Hi, Pet Lady,
I have read your articles for a couple of weeks, and I don’t get it. Sometimes, your responses have nothing to do with the questions. It’s like you are in the middle of a different conversation. What gives?
DAVE
Dear Mavis,
The Pet Lady hasn’t eaten frog legs in a long time, but they did use to serve them in the dining hall at the Pet Lady’s academy of higher learning (being a Quaker institution, it was coeducational long before coeducation was de rigueur). As far as the Pet Lady can recollect, frog legs have a mild, sweetish taste and a light, meaty texture—a little bit like a nice Cornish game hen. They would probably be lovely with a good Beaujolais or perhaps with a V.S. cognac as a midnight snack.

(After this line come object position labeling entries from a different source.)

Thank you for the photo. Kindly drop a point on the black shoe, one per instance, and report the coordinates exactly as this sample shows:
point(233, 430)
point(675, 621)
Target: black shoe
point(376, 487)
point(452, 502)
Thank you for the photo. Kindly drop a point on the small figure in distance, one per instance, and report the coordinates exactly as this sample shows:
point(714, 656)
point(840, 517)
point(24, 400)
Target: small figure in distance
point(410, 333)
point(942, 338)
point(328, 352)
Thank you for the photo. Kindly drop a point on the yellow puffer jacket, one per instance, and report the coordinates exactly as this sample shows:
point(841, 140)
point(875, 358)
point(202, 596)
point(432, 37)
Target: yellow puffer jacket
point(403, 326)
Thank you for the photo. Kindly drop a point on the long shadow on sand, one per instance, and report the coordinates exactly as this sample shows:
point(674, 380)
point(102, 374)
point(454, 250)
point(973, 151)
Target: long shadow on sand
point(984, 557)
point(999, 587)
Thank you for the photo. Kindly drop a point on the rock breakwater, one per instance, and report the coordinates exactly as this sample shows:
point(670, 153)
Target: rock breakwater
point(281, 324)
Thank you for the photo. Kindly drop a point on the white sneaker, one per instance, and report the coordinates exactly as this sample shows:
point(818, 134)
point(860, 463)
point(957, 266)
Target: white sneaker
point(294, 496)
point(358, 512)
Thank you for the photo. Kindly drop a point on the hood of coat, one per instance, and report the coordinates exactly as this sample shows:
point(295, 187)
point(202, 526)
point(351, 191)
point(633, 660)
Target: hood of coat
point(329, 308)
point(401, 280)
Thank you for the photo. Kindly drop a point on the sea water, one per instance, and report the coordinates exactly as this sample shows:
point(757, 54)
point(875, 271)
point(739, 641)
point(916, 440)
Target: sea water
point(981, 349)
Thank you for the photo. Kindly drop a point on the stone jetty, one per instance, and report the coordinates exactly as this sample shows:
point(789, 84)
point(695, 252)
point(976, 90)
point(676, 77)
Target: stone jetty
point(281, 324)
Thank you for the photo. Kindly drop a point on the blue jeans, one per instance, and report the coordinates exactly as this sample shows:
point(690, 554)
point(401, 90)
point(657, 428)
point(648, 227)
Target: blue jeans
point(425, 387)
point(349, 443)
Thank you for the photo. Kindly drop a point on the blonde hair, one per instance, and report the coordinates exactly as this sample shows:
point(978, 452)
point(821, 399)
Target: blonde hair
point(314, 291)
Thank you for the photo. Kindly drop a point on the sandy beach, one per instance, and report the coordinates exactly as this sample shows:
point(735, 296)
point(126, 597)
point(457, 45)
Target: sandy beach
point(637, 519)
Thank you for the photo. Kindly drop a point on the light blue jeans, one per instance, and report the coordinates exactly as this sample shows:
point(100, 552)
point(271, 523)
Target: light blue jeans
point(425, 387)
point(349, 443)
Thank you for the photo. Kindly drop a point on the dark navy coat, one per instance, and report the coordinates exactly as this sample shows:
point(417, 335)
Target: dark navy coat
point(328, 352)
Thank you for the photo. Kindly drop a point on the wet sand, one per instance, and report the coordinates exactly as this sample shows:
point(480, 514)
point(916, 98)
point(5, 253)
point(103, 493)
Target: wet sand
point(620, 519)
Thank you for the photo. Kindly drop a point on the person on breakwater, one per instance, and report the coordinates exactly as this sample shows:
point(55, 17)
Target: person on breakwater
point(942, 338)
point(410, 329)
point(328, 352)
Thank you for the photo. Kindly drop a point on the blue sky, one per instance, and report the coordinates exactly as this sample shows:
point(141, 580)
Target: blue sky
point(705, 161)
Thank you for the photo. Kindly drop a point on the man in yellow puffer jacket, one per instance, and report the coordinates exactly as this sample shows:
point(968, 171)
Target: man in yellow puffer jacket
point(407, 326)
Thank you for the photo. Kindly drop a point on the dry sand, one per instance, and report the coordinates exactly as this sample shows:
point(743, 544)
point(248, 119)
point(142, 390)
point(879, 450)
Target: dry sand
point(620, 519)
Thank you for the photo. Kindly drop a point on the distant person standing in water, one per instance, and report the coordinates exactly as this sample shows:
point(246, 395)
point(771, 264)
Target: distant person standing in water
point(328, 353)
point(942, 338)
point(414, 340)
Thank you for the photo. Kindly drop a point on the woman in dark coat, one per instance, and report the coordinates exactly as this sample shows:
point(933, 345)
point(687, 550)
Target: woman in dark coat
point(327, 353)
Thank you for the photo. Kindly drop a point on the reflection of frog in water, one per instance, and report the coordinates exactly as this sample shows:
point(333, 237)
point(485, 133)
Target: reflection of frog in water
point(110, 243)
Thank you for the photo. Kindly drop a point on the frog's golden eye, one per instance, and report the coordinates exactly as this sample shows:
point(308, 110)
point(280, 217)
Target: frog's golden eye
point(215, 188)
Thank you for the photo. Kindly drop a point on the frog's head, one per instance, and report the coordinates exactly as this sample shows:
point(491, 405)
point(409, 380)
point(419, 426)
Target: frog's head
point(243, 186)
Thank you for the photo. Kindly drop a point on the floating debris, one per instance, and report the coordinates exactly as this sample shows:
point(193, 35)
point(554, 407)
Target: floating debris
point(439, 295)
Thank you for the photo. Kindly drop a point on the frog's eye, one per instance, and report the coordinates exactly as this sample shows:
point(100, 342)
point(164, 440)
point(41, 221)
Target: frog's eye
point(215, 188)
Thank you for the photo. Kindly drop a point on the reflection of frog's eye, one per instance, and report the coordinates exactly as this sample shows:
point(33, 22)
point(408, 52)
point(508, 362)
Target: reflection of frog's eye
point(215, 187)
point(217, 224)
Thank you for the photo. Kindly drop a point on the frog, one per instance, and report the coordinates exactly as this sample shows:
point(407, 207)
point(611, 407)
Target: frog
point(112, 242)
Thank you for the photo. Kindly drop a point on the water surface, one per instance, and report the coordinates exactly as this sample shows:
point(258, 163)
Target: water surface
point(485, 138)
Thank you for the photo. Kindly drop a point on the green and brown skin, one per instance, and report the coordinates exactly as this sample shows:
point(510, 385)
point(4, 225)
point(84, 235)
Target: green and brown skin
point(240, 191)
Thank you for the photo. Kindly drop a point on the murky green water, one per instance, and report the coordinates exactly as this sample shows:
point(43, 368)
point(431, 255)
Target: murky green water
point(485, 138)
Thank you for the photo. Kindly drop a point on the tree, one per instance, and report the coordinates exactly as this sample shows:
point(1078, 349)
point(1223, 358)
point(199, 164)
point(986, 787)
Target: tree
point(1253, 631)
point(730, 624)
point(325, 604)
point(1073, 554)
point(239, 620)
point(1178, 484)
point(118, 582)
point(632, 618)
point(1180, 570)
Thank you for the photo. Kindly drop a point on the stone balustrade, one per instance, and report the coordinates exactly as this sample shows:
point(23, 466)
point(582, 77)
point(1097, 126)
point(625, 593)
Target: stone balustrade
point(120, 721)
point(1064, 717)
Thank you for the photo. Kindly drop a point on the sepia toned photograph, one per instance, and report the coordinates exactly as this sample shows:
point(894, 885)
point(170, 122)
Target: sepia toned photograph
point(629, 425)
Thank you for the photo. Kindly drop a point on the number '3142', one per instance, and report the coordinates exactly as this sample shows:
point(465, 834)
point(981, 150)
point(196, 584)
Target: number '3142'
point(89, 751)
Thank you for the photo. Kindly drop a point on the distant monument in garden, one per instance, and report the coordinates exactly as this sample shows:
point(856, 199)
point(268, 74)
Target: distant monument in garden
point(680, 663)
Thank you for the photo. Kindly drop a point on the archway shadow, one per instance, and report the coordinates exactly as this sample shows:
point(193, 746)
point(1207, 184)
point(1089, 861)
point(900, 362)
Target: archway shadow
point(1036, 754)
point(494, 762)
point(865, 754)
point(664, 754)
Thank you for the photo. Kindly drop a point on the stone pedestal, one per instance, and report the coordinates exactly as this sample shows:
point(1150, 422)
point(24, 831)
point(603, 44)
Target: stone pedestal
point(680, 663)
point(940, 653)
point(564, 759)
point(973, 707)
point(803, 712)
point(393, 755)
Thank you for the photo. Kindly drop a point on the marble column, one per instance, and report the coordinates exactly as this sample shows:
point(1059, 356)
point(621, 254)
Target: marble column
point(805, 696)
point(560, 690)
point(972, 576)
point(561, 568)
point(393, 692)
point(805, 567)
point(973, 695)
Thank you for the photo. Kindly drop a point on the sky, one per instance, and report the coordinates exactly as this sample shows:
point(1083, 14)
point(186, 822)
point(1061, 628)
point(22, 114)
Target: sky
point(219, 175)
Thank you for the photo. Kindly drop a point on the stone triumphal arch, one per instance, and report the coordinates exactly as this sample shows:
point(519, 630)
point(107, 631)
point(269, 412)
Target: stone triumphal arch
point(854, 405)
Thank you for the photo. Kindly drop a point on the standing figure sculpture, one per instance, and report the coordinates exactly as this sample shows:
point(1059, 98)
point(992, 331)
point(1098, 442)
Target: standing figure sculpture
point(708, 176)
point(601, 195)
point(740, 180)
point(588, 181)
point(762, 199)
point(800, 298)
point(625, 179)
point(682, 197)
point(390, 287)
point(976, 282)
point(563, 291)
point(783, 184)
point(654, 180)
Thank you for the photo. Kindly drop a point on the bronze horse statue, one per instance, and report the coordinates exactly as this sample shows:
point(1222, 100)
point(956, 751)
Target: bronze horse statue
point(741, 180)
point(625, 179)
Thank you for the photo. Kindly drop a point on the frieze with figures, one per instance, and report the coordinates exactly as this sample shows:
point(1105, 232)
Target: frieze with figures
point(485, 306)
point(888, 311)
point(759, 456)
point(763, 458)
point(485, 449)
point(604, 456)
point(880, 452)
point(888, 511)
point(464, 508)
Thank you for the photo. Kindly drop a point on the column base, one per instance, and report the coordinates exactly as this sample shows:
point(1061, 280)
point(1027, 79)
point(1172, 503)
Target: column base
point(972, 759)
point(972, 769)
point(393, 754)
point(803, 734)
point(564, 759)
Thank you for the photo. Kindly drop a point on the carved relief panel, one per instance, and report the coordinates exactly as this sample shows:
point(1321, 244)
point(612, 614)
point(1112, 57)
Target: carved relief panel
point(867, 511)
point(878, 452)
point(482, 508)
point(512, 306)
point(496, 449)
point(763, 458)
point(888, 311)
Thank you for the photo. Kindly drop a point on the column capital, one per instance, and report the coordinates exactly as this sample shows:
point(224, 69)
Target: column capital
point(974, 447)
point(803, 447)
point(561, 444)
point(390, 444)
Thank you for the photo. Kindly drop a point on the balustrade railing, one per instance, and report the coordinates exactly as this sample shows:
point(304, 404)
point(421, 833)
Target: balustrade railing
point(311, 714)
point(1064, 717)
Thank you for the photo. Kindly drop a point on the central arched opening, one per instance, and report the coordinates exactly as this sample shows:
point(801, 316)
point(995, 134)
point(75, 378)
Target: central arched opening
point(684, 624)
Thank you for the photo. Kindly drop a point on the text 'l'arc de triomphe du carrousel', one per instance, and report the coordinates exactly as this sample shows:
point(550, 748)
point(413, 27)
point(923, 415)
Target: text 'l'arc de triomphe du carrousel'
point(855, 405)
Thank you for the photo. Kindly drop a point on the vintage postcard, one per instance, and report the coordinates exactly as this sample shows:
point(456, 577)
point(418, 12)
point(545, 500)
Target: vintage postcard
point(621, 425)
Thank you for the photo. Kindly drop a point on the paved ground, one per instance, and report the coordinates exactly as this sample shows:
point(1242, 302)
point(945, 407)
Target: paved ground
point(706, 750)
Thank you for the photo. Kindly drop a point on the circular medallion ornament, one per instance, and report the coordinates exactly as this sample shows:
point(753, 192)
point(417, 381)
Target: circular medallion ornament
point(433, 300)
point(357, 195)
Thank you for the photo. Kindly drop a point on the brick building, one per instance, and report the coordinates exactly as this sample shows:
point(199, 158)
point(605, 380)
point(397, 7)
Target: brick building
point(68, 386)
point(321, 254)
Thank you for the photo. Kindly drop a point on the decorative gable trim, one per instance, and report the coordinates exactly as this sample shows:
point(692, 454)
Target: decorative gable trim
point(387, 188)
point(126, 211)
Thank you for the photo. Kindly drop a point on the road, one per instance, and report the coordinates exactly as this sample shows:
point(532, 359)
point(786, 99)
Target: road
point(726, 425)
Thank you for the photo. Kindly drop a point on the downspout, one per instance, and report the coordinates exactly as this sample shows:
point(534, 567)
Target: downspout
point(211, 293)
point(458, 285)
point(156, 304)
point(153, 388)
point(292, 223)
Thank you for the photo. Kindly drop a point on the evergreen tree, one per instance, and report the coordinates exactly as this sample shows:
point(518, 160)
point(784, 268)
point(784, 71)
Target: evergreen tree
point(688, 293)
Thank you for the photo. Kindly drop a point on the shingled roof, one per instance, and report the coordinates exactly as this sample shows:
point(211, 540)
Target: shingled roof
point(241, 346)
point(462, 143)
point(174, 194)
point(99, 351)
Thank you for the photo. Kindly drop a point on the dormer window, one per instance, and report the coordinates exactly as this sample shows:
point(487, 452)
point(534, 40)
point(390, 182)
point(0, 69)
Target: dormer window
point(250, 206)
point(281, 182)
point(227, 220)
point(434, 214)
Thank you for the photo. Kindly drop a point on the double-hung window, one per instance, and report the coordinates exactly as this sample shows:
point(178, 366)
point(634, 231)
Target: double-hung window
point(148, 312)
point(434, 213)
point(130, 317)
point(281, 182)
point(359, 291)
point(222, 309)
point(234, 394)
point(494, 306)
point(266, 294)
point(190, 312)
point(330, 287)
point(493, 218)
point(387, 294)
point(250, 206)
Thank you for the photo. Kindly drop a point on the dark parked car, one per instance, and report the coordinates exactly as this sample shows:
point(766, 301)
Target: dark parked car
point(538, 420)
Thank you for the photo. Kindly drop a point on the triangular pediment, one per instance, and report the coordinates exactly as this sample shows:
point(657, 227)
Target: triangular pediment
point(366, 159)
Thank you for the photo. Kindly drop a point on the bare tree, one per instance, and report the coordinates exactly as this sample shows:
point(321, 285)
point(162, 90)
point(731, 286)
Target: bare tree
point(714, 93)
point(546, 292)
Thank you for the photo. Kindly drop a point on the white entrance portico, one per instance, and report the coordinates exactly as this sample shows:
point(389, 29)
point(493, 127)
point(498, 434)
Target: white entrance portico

As for your husband’s persisting in serving them after the tragic microwave accident involving your late amphibian, Calaveras County, perhaps he means it as a comfort? But as the second Mr. Pet Lady so amply demonstrated, it is not the thought that counts.
THE PET LADY
Dear Pet Lady,
I have a scorpion (Scorpio), an iguana (Mr. Big Stuff), and a boa constrictor (Victor). Also two black widow spiders, as yet with no names. I’m starting to think that having all these animals in my studio apartment seems weird, and I’m worried it’s turning off the ladies. I haven’t had much luck lately. They seem to lose interest when I mention my pets. What should I do?
PET-CRAZED
Dear Victor,
The Pet Lady regrets to hear that lawn maintenance workers are disturbing your turtledoves by operating tranquility-shattering leaf blowers at dawn. These contraptions are indeed a scourge of modern urban life—terrifying, generative of toxic fumes, and apparently producing a stupefying effect on said workers. Yet shouting epithets and brandishing firearms from your bedroom window, while possibly therapeutic, is not going to get you far.
You must realize that the fault lies not with the poor downtrodden peasants attached to the leaf blowers but with the land barons of the properties being blown. You might send an anonymous threatening letter to the despotic managers of the offending condominium, or sic the Dobermans on them—as the Pet Lady once had occasion to do with similarly troublesome, tyrannical neighbors. The revolution continues, and best of luck with Romeo and Juliet.